There’s a common assumption when dealing with Objective-C protocols or Java interfaces (or abstract classes, I suppose): that you’re abstracting away the implementation of an object leaving just its interface. “Oh, don’t mind how I quack, all you need to know is that I do quack”. This assumption is unwarranted.
All protocols/interfaces actually tell you is that there is a list of messages, and you’ll be given an object that responds to those messages. Assuming that you can use it in the same way as any other object that responds to the same messages is a mistake. This is something I’ve written about before, but it’s time to give a concrete example.
I’ve been debugging some multi-threaded code recently, so I’ve been writing my own lock classes to try and inspect how the different threads interact. They implement the NSLocking
protocol, as all the Foundation lock classes do:
The
NSLocking
protocol declares the elementary methods adopted by classes that define lock objects. A lock object is used to coordinate the actions of multiple threads of execution within a single application. By using a lock object, an application can protect critical sections of code from being executed simultaneously by separate threads, thus protecting shared data and other shared resources from corruption.

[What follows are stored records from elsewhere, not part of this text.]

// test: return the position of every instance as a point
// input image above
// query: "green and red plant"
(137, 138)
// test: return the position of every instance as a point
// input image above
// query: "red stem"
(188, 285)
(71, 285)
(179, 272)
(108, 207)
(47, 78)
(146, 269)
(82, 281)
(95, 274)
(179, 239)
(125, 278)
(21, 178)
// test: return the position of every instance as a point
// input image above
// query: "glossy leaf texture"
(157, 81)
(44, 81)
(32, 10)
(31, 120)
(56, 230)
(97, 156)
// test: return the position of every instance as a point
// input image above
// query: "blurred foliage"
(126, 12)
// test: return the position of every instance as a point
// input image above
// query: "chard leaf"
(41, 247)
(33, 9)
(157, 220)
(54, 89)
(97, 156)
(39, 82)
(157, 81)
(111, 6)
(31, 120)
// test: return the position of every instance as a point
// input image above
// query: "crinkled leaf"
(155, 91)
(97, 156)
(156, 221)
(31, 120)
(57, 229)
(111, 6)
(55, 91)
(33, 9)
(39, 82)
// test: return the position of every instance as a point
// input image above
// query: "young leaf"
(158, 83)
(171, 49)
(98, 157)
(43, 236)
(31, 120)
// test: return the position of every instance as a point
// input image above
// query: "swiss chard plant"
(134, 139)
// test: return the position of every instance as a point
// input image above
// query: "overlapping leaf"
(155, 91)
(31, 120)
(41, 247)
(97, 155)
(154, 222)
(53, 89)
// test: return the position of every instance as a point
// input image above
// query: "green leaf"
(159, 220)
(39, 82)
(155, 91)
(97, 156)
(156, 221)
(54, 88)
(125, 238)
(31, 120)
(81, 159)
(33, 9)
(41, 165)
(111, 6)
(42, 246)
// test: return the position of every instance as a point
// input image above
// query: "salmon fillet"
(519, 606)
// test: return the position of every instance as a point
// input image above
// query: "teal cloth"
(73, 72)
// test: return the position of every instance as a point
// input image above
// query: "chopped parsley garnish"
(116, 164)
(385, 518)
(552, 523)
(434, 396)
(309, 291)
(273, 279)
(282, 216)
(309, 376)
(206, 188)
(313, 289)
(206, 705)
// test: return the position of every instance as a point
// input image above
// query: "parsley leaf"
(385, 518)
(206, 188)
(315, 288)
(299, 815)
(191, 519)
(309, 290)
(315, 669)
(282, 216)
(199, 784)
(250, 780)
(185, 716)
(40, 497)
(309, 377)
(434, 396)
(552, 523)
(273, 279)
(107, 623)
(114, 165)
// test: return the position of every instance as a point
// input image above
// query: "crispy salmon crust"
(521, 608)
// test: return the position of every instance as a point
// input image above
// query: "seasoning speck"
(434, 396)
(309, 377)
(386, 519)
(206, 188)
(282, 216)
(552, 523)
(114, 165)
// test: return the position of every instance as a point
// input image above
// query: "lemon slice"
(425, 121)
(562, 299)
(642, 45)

It defines two methods, -lock
and -unlock
. So, given I have an object that conforms to NSLocking
, I can call -lock
and -unlock
just as I would on any other object that conforms to the protocol, right?
Wrong. With an NSRecursiveLock
(which conforms to the protocol), I can call -lock
multiple times in a row without calling -unlock
. Given an NSLock
(which also conforms to the protocol), I can’t. With NSLock
I can’t call -unlock
on a different thread than I called -lock
; I could write a class where that is permitted.
As I argued in the above-linked post, protocols are actually a poor approximation for what we want to use them as: agreements on how to interact with an object via its messaging interface.